There are some basic analyses that are useful for exploring study data. The Jupyter Notebook cortex/visualizations/correlation_plots.ipynb has code to:

  1. Score survey data and save it into a user specified directory.
  2. Load survey data, passive data features, and any other researcher-generated features to generate correlation plots.
  3. Compare features across groups of interest.
  4. Fit a basic logistic regression model to predict the participants group based on the features.
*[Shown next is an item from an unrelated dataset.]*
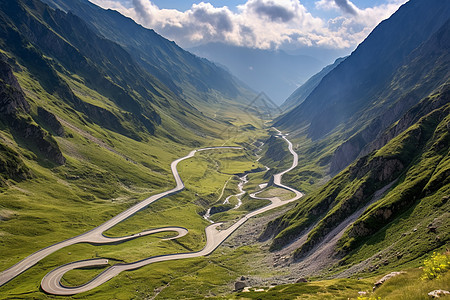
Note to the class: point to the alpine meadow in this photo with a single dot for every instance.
(253, 149)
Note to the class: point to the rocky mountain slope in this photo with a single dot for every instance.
(389, 135)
While these functionalities are by no means comprehensive, they can provide a starting place for further exploration.

Data​

Survey data​

Surveys are scored using Cortex's score_surveys() function. Results are saved by survey category by participant in individual csv files. Each csv file will have a column for the timestamp as well as columns for each question in the survey and a total score.

Passive data​

Passive data should be processed prior to analysis. cortex.run() can be used to generate the file format required. In particular, secondary features should be in pickle files with a column for timestamp and a column for the value of the secondary feature.

Other features​

Additional data can come in the form of "global" data or data that holds true across the entirety of the study (ex: number of activities, age). These features should be stored in a csv file called participantId_other_global_features.csv where each column of the dataframe is a differnet global feature. Each column that you would like to be used in analysis should be listed in the list OTHER_GLOBAL_FEATS.
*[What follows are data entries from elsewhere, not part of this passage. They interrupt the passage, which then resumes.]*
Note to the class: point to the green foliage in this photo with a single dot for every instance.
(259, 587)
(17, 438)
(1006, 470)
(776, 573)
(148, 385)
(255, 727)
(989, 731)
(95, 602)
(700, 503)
Other local features are "local" in time. These features look just like survey or passive data in that they will have a timestamp column (in ms) as well as columns for each feature. The file can be named anything, and the name of the file may or may not be in the columns. Using this filename, files will be saved in SURVEY_DIR as participantID_filename.csv. OTHER_LOCAL_FEATS should be a list of all of these file names. Then you must specify which columns in each file that should be usef in analysis. An example of how to do this in OTHER_LOCAL_SUBFEATS is shown below.

Analysis​

For example, we could look at GAD-7 questions, sleep duration, and some passive data features from one of our studies. These example features are listed below.

Correlations​

Using these features, we could then produce a correlation map. The * indicate signficant correlations (p < 0.05, corrected for multiple comparisons).

Comparison across groups​

We could then look at whether these features differed among participants that improved over the course of the study. Significantly different groups based on a t-test (p < 0.05, corrected for multiple comparisons) are marked with *. Entropy, home time, and GPS data quality differ between the group that did and did not improve.
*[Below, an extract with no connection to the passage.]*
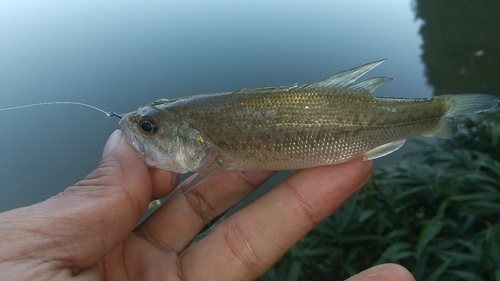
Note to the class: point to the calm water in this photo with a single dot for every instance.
(119, 55)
Logistic regression model​

Finally, we fit a logistic regression model to predict which participants improved. The model achieved an AUC of 0.862 and had three non-zero coefficients:

FeatureCoefficient
entropy0.468
screen_duration0.212
sleep_duration0.223

From here, we can take a deeper look at why some features may be different across groups or investigate the relationships between correlated variables. The goal of these visualizations is to provide a starting point for further analysis.